Earlier this year, Southwest Farm Press also echoed a poor outlook for 2016. The perspective they took just two months ago was clear,
"This mix of federal fiscal news suggests a mixed projection for U.S. ag in 2016. A slowing of federal spending may put the skids on farm program support, in spite of 2014 farm bill promises."
The projections on 2016 seem to look dim for just about everyone else but Hillview Farm NJ. At least it's safe to say that we don't often come across people who are optimistic about the year.
What's more interesting is how this seems to be the norm year to year. Hearing doom and gloom that is.

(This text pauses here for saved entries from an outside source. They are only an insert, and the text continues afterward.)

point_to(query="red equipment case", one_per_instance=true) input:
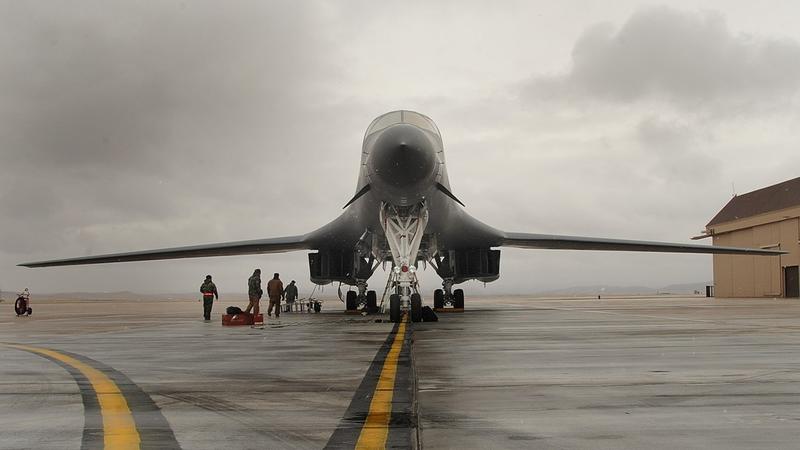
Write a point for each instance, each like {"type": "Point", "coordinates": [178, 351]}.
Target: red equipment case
{"type": "Point", "coordinates": [241, 319]}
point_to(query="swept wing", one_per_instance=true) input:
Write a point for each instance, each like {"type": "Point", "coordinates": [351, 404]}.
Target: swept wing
{"type": "Point", "coordinates": [257, 246]}
{"type": "Point", "coordinates": [559, 242]}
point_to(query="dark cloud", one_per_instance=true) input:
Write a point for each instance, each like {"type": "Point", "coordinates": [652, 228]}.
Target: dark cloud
{"type": "Point", "coordinates": [688, 57]}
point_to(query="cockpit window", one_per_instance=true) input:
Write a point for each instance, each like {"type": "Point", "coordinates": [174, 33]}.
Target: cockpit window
{"type": "Point", "coordinates": [409, 117]}
{"type": "Point", "coordinates": [420, 121]}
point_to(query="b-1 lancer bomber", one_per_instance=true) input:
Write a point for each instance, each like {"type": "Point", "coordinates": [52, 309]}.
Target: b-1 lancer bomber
{"type": "Point", "coordinates": [404, 214]}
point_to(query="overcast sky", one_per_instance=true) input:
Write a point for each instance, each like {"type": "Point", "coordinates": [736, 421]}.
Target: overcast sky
{"type": "Point", "coordinates": [136, 125]}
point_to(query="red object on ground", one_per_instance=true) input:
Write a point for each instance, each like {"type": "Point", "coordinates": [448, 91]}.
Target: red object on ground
{"type": "Point", "coordinates": [241, 319]}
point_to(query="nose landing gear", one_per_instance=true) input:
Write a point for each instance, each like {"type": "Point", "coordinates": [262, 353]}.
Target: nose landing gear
{"type": "Point", "coordinates": [404, 228]}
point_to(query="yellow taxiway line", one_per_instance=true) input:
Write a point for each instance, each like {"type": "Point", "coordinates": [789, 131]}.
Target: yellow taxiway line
{"type": "Point", "coordinates": [376, 427]}
{"type": "Point", "coordinates": [119, 428]}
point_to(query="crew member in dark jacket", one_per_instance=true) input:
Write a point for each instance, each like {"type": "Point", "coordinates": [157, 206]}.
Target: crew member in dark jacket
{"type": "Point", "coordinates": [290, 294]}
{"type": "Point", "coordinates": [209, 291]}
{"type": "Point", "coordinates": [275, 292]}
{"type": "Point", "coordinates": [254, 292]}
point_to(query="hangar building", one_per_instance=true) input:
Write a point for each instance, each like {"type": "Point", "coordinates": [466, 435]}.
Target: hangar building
{"type": "Point", "coordinates": [767, 218]}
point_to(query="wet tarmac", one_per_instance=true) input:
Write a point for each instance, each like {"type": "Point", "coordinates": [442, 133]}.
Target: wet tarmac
{"type": "Point", "coordinates": [510, 372]}
{"type": "Point", "coordinates": [612, 374]}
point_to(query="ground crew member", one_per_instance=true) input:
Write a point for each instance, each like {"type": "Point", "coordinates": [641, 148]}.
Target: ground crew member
{"type": "Point", "coordinates": [254, 292]}
{"type": "Point", "coordinates": [290, 293]}
{"type": "Point", "coordinates": [209, 291]}
{"type": "Point", "coordinates": [275, 292]}
{"type": "Point", "coordinates": [23, 304]}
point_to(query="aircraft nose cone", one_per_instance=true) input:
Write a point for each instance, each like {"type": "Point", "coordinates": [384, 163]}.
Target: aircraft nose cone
{"type": "Point", "coordinates": [403, 157]}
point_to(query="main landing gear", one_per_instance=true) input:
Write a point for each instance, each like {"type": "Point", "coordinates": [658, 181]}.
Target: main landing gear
{"type": "Point", "coordinates": [447, 296]}
{"type": "Point", "coordinates": [368, 299]}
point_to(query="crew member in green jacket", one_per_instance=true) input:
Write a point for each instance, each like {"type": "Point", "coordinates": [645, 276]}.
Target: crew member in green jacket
{"type": "Point", "coordinates": [209, 291]}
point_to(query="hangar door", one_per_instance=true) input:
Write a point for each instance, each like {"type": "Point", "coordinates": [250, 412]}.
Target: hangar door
{"type": "Point", "coordinates": [792, 279]}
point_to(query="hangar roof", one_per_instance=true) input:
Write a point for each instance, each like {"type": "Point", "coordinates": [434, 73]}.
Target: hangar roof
{"type": "Point", "coordinates": [768, 199]}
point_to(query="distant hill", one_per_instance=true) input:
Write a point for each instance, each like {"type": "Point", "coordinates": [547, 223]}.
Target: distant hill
{"type": "Point", "coordinates": [601, 289]}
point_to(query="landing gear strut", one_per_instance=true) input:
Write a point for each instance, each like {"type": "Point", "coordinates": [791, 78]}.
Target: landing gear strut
{"type": "Point", "coordinates": [404, 228]}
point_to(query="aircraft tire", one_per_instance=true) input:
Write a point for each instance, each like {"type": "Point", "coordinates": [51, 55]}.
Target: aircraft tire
{"type": "Point", "coordinates": [394, 308]}
{"type": "Point", "coordinates": [352, 300]}
{"type": "Point", "coordinates": [458, 299]}
{"type": "Point", "coordinates": [416, 308]}
{"type": "Point", "coordinates": [372, 302]}
{"type": "Point", "coordinates": [438, 299]}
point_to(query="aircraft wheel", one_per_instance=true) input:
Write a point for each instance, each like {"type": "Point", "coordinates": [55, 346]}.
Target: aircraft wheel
{"type": "Point", "coordinates": [394, 308]}
{"type": "Point", "coordinates": [458, 298]}
{"type": "Point", "coordinates": [416, 308]}
{"type": "Point", "coordinates": [372, 302]}
{"type": "Point", "coordinates": [351, 300]}
{"type": "Point", "coordinates": [438, 298]}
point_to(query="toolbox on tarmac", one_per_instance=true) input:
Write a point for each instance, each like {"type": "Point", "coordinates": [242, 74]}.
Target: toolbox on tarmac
{"type": "Point", "coordinates": [241, 319]}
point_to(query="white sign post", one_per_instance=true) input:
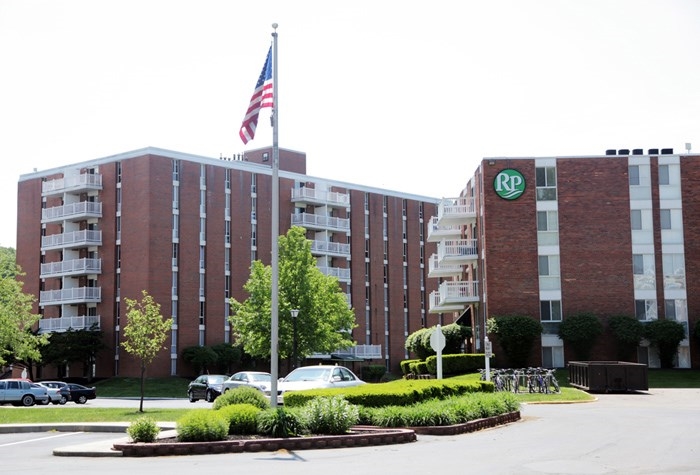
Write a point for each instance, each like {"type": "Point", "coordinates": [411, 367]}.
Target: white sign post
{"type": "Point", "coordinates": [437, 343]}
{"type": "Point", "coordinates": [487, 356]}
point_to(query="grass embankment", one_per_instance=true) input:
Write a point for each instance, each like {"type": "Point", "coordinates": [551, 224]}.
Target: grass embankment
{"type": "Point", "coordinates": [177, 388]}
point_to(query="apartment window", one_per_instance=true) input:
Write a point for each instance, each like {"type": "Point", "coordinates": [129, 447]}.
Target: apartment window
{"type": "Point", "coordinates": [546, 179]}
{"type": "Point", "coordinates": [637, 264]}
{"type": "Point", "coordinates": [665, 218]}
{"type": "Point", "coordinates": [633, 172]}
{"type": "Point", "coordinates": [547, 221]}
{"type": "Point", "coordinates": [636, 219]}
{"type": "Point", "coordinates": [645, 310]}
{"type": "Point", "coordinates": [549, 265]}
{"type": "Point", "coordinates": [550, 310]}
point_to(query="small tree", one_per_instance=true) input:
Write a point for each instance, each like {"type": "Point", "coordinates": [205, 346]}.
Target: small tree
{"type": "Point", "coordinates": [627, 332]}
{"type": "Point", "coordinates": [145, 333]}
{"type": "Point", "coordinates": [665, 335]}
{"type": "Point", "coordinates": [581, 331]}
{"type": "Point", "coordinates": [516, 335]}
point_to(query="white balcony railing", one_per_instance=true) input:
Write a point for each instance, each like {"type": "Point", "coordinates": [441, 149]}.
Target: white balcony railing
{"type": "Point", "coordinates": [57, 325]}
{"type": "Point", "coordinates": [458, 251]}
{"type": "Point", "coordinates": [456, 211]}
{"type": "Point", "coordinates": [442, 269]}
{"type": "Point", "coordinates": [330, 248]}
{"type": "Point", "coordinates": [72, 239]}
{"type": "Point", "coordinates": [81, 210]}
{"type": "Point", "coordinates": [84, 181]}
{"type": "Point", "coordinates": [71, 267]}
{"type": "Point", "coordinates": [322, 197]}
{"type": "Point", "coordinates": [319, 221]}
{"type": "Point", "coordinates": [70, 296]}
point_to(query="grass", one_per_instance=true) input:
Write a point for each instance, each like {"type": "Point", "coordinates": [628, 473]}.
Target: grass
{"type": "Point", "coordinates": [177, 388]}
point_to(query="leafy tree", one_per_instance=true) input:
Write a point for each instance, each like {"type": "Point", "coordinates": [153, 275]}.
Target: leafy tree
{"type": "Point", "coordinates": [17, 340]}
{"type": "Point", "coordinates": [581, 331]}
{"type": "Point", "coordinates": [516, 335]}
{"type": "Point", "coordinates": [665, 335]}
{"type": "Point", "coordinates": [628, 333]}
{"type": "Point", "coordinates": [145, 332]}
{"type": "Point", "coordinates": [200, 357]}
{"type": "Point", "coordinates": [324, 321]}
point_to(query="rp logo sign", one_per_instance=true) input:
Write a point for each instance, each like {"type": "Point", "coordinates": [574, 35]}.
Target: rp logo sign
{"type": "Point", "coordinates": [509, 184]}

In reality, it's not necessarily based on the weather, the economy, or other factors.
Take for example the overlooked rise of farming drones in recent years. It used to be quite expensive to get an agricultural drone system up and running. However, in just the last 2-3 years, the price has dropped significantly.
Relatively cheap drones with advanced sensors and imaging capabilities are giving farmers new ways to increase yields and reduce crop damage. Source: MIT Technology Review
The reality is this. Many farmers who jump into advanced agricultural monitoring will gain a tremendous amount of data they didn't once have. And this could make a night and day difference for the farmers who do embrace and adapt to technology.
It could result in an economic impact unlike we've ever seen in the history of agriculture, and the world as a whole.
What do you think? Are we living in the times right before a breakthrough occurs in agriculture? Could reality be the doom and gloom reports are all thinking within an old norm - making predictions based on the agricultural infrastructure of yesterday.